Core demand for consumer goods remains subdued due to either the high base effect of COVID or steep price rises taken to pass on inflation in prices of commodities. We have been investing behind players who are a.) breaking out from being small/regional players to multi region players, b.) Or are dominant players in their core verticals and are expanding into adjacent verticals. This thesis is playing out well, given that in the last 10 years FMCG distribution has been democratised. 

Manufacturing

Leading sectors in India: power, tyres, cement, pharma and chemicals are currently investing in expanding capacity and/or optimising their energy consumption. Refer to the Gross Fixed Capital Formation chart given below. The Russian-Ukraine war has also triggered discussions of energy self reliance around Europe. Indian companies which are globally competitive in manufacturing of power equipment are expected to gain from this trend. 

NOTE: Figures in INR Bn.

Portfolio PE Multiple and Performance

We are comfortable with our Portfolio’s PE multiple. We however have become cautious in the deployment of fresh capital given the background of rising markets. The current cash balance of ~ 12% on average is an indicator of the pace of deployment. 

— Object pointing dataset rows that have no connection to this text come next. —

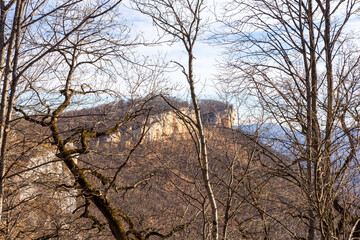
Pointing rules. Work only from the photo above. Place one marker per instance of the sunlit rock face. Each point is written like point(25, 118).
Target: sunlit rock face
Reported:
point(168, 123)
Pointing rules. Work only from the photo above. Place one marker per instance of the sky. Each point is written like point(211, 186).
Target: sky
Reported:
point(206, 56)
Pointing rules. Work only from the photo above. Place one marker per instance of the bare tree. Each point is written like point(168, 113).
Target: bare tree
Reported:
point(23, 23)
point(299, 60)
point(181, 20)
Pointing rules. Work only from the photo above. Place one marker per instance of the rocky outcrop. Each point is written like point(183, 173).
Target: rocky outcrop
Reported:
point(165, 124)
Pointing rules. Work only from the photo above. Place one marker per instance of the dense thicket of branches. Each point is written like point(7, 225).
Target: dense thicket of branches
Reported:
point(93, 147)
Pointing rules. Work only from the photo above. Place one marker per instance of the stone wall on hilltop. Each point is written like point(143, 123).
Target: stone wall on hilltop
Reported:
point(166, 124)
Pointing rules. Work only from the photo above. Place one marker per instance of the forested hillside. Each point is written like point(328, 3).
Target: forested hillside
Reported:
point(107, 130)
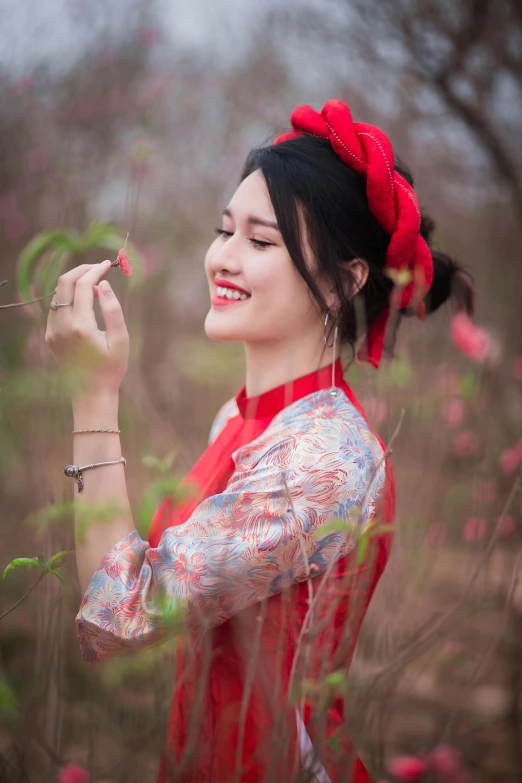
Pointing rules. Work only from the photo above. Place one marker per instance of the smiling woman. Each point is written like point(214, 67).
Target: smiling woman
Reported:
point(272, 560)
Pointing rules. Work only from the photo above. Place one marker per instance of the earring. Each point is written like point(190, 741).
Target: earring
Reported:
point(333, 392)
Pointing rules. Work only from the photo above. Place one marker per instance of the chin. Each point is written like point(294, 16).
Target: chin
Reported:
point(220, 331)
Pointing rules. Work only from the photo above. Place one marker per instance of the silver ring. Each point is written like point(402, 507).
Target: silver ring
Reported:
point(55, 305)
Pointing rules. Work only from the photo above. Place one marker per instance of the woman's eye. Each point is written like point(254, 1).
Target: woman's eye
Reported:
point(256, 242)
point(222, 232)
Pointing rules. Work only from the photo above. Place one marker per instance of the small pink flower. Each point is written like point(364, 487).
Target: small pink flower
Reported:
point(465, 444)
point(470, 339)
point(484, 491)
point(510, 459)
point(517, 367)
point(123, 262)
point(474, 528)
point(407, 768)
point(436, 535)
point(446, 764)
point(505, 525)
point(72, 773)
point(453, 412)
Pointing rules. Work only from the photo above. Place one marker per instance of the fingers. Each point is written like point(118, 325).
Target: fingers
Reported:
point(65, 290)
point(84, 293)
point(116, 332)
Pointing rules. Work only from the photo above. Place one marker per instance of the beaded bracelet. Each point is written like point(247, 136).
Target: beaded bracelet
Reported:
point(77, 432)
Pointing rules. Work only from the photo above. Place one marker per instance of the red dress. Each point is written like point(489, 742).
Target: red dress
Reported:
point(269, 527)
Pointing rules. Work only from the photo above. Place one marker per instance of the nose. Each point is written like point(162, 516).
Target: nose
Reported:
point(224, 257)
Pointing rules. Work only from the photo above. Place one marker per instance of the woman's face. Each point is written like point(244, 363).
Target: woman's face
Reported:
point(251, 255)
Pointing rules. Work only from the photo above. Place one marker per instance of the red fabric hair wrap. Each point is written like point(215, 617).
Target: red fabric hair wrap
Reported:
point(392, 201)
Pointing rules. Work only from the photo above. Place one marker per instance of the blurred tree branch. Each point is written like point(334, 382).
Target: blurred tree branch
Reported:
point(465, 52)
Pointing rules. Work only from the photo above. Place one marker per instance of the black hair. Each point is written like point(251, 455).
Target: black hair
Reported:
point(305, 175)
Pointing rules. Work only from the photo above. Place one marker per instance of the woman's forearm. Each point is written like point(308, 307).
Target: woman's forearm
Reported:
point(102, 485)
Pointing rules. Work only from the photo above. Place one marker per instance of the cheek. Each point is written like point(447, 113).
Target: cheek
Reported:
point(209, 255)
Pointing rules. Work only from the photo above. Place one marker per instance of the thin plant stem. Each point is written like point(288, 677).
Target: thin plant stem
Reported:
point(25, 595)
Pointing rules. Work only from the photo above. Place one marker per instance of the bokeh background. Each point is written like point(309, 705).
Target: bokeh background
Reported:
point(140, 113)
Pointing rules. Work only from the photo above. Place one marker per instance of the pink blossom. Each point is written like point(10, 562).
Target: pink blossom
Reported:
point(510, 460)
point(505, 525)
point(123, 262)
point(517, 367)
point(470, 339)
point(446, 764)
point(407, 768)
point(116, 100)
point(448, 381)
point(484, 491)
point(474, 528)
point(453, 412)
point(72, 773)
point(436, 535)
point(465, 444)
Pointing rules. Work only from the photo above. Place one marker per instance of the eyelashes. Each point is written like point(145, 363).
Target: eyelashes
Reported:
point(256, 242)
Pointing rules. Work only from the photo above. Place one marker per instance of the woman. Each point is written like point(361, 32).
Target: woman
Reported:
point(264, 572)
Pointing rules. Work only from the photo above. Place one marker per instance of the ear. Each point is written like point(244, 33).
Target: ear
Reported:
point(360, 271)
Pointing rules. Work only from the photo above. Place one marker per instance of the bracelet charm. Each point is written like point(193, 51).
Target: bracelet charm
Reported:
point(73, 471)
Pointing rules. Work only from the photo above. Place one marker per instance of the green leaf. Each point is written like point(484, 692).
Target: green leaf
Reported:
point(336, 525)
point(55, 240)
point(335, 679)
point(58, 556)
point(30, 562)
point(61, 578)
point(469, 384)
point(8, 703)
point(401, 373)
point(362, 548)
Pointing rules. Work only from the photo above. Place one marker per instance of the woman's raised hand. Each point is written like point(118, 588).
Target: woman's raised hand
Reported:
point(100, 358)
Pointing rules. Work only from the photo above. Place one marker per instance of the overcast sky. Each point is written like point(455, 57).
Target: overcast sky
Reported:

Q2 FY 23 was a tough quarter due to rising input/fuel costs and weakness of demand in some pockets and high volatility in global currencies. 

  1. In Q2 FY23, our portfolio as a whole grew sales and profit by 18.8% and 17.5% y-o-y respectively. 

  2. 20% of our portfolio companies demonstrated subpar topline growth (less than 5% sales growth YoY). 40% of our portfolio companies de-grew their profits YoY in Q2 FY 23.  

  3. We are closely watching these companies for their near term outlook and building subsequent positions accordingly. 

  4. In situations like these, we focus on the metrics that are under the control of the management and eliminate short term blips due to external factors such as freight/supply shocks/currency/fuel as these external factors reverse equally fast.   

  5. We are already seeing commodity/metal prices and currency fluctuations taper.

  6. The balance 60% of the portfolio demonstrated a median sales and profit growth of 24% and 32% respectively. 

  7. We continue to allocate more capital towards names that can deliver a sustainable IRR of ~ 25% for the next 3 years. 

  8. We continue to find opportunities at reasonable valuation in Cement, BFSI, Auto Ancillary and Domestic Pharma.   

We have exited from R systems due to its sale and delisting from the exchanges. We believe that we can deploy the capital in other interesting ideas.